Un miliardo di euro per lo stabilimento di Pomigliano d’Arco. FCA è finalmente pronta a mettere sul tavolo un cospicuo investimento per il sito campano che, nei prossimi mesi, vedrà l’avvio di due nuove produzioni: Tonale, il C-suv che Alfa Romeo ha presentato a marzo al Salone di Ginevra, e la prima Fiat Panda elettrificata, un’ibrida. Questa entrerà in produzione già dal prossimo anno mentre il suv – che riporterà il Biscione nello stabilimento abbandonato dieci anni fa – a partire dalla metà del 2021.

E’ quanto deliberato ufficialmente dall’incontro avvenuto ieri al Mise tra i sindacati – Uilm, Fim, Fismic, Uglm, Associazione Quadri – e il gruppo italo-americano che fa capo a Mike Manley. La sigla Fiom si è espressa con parole di fiducia verso la decisione di far produrre i nuovi modelli a Pomigliano, un provvedimento che potrà finalmente “realizzare la piena occupazione” dei circa 4.500 lavoratori accolti dall’impianto: per loro intanto è stato confermato il rinnovo della cassa integrazione straordinaria per altri 12 mesi, dovuta alla ristrutturazione dell’impianto.

Il responsabile Automotive della Fiom, Michele De Palma, infatti, in occasione della presentazione del C-suv all’ultimo Salone di Ginevra, aveva specificato la necessità per lo stabilimento (che ad oggi produce solo Panda) di dotarsi di una nuova linea per accogliere la produzione del nuovo modello Alfa.

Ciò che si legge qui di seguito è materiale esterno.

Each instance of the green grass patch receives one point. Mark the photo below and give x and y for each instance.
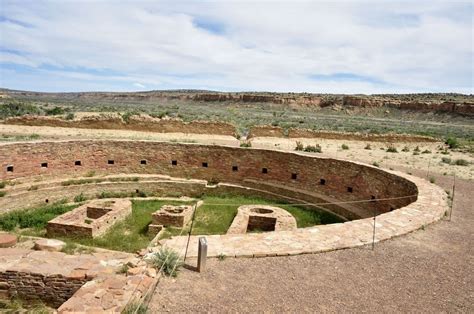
(130, 234)
(34, 218)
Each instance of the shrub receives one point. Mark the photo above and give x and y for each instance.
(80, 198)
(33, 218)
(69, 116)
(55, 111)
(13, 109)
(313, 148)
(446, 160)
(167, 261)
(461, 162)
(127, 115)
(299, 146)
(452, 142)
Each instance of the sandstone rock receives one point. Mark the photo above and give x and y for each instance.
(7, 240)
(134, 271)
(151, 272)
(51, 245)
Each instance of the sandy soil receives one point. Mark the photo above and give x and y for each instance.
(55, 133)
(427, 271)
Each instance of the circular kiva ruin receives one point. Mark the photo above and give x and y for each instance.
(99, 183)
(351, 191)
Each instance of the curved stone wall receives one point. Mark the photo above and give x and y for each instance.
(290, 174)
(39, 171)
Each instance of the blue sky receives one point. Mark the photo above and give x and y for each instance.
(300, 46)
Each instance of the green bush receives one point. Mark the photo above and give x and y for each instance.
(69, 116)
(446, 160)
(452, 142)
(299, 146)
(13, 109)
(167, 261)
(55, 111)
(80, 198)
(313, 148)
(461, 162)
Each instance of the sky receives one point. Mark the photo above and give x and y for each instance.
(340, 46)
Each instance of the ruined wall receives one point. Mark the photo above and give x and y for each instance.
(307, 133)
(339, 179)
(53, 290)
(134, 123)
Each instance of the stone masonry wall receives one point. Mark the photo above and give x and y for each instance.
(340, 179)
(53, 290)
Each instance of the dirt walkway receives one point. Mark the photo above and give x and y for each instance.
(427, 271)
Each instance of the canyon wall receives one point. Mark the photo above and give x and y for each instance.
(274, 171)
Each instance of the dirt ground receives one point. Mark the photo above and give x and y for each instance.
(427, 162)
(426, 271)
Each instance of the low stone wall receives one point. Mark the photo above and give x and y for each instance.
(134, 123)
(53, 290)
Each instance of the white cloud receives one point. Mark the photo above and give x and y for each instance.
(277, 46)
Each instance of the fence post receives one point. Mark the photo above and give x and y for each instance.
(202, 254)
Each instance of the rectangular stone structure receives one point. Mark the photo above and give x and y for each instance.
(90, 220)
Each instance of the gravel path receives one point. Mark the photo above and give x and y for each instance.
(426, 271)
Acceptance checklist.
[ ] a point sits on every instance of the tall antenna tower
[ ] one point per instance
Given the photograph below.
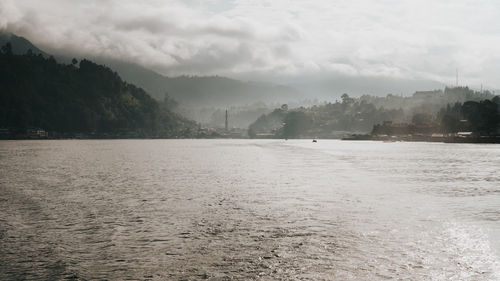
(226, 122)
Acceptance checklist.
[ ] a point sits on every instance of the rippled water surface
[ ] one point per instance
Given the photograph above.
(248, 209)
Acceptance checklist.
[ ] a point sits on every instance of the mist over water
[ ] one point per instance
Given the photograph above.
(249, 209)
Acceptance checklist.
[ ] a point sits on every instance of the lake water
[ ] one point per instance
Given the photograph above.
(248, 209)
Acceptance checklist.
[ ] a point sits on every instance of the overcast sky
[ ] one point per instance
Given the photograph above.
(418, 39)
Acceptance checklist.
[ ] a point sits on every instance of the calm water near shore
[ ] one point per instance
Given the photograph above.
(248, 209)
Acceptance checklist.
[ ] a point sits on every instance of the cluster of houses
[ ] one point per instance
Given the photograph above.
(30, 133)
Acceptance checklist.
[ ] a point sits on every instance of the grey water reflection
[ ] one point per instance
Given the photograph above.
(248, 209)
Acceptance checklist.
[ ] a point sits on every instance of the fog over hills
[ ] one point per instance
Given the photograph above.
(219, 91)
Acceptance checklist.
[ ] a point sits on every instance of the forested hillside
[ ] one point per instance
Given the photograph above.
(79, 98)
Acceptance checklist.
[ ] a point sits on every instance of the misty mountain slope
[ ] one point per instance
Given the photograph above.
(20, 45)
(203, 90)
(87, 98)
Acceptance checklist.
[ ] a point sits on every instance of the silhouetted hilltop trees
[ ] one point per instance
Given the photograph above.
(481, 117)
(84, 98)
(352, 115)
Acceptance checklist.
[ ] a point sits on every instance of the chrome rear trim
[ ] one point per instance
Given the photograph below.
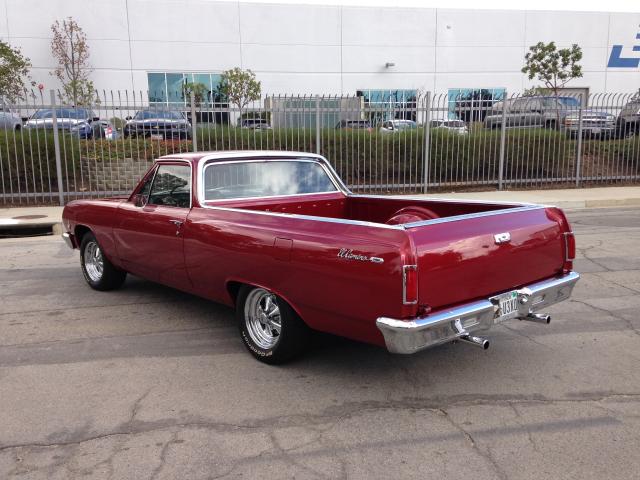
(410, 336)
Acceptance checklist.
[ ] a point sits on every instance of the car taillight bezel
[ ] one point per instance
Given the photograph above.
(409, 284)
(569, 250)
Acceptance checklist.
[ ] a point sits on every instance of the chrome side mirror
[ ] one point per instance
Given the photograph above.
(139, 200)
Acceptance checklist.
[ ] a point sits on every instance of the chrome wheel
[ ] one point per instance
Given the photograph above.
(93, 261)
(262, 318)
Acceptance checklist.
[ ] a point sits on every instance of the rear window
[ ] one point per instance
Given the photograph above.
(265, 179)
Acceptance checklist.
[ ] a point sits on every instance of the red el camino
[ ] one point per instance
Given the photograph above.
(278, 236)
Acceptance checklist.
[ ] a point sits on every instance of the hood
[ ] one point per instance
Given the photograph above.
(48, 122)
(157, 121)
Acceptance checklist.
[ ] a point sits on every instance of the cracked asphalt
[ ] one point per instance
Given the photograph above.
(147, 383)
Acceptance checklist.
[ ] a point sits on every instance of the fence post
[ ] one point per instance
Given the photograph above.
(318, 125)
(579, 148)
(194, 132)
(56, 147)
(426, 153)
(503, 137)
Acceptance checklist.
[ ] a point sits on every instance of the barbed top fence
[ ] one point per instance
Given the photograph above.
(51, 153)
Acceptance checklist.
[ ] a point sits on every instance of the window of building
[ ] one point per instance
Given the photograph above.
(390, 104)
(167, 88)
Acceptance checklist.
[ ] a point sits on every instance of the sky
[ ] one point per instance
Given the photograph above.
(575, 5)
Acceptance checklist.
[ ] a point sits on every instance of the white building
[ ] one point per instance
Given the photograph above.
(156, 44)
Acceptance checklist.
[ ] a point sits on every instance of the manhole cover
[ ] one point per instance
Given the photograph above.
(28, 217)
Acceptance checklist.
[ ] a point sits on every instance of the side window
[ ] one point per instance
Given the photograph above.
(172, 186)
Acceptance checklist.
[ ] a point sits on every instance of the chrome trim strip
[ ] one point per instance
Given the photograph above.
(66, 236)
(409, 336)
(308, 217)
(468, 216)
(445, 200)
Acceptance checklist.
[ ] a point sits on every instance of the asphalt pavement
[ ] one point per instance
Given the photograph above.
(147, 382)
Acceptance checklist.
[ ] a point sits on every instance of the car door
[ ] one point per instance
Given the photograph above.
(149, 231)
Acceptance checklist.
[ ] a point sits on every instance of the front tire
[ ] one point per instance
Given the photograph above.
(270, 329)
(98, 271)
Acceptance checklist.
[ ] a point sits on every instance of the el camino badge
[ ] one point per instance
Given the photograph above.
(349, 255)
(502, 237)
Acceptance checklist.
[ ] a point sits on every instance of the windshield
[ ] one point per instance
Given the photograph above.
(406, 125)
(76, 113)
(265, 179)
(569, 101)
(166, 114)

Intanto, a partire da agosto, nel reparto verniciatura sono stati già installati dei robot di ultima generazione che, gradualmente, verranno portati anche su altre aree produttive. Poi, secondo quanto annunciato dal sindacato di categoria Fim Cisl, dovrebbe tornare in attività anche il reparto di montaggio.

“Il lancio di un nuovo modello di Fca” ha dichiarato Marco Bentivogli, segretario generale Fim Cisl, “in un contesto di forte contrazione industriale nel nostro Paese è un segnale importante di controtendenza soprattutto nel settore automotive”. In Italia, ad oggi, il comparto dell’industria automobilistica vale il 5,6% del Pil, rappresentato da 5.700 imprese e circa 250 mila occupati.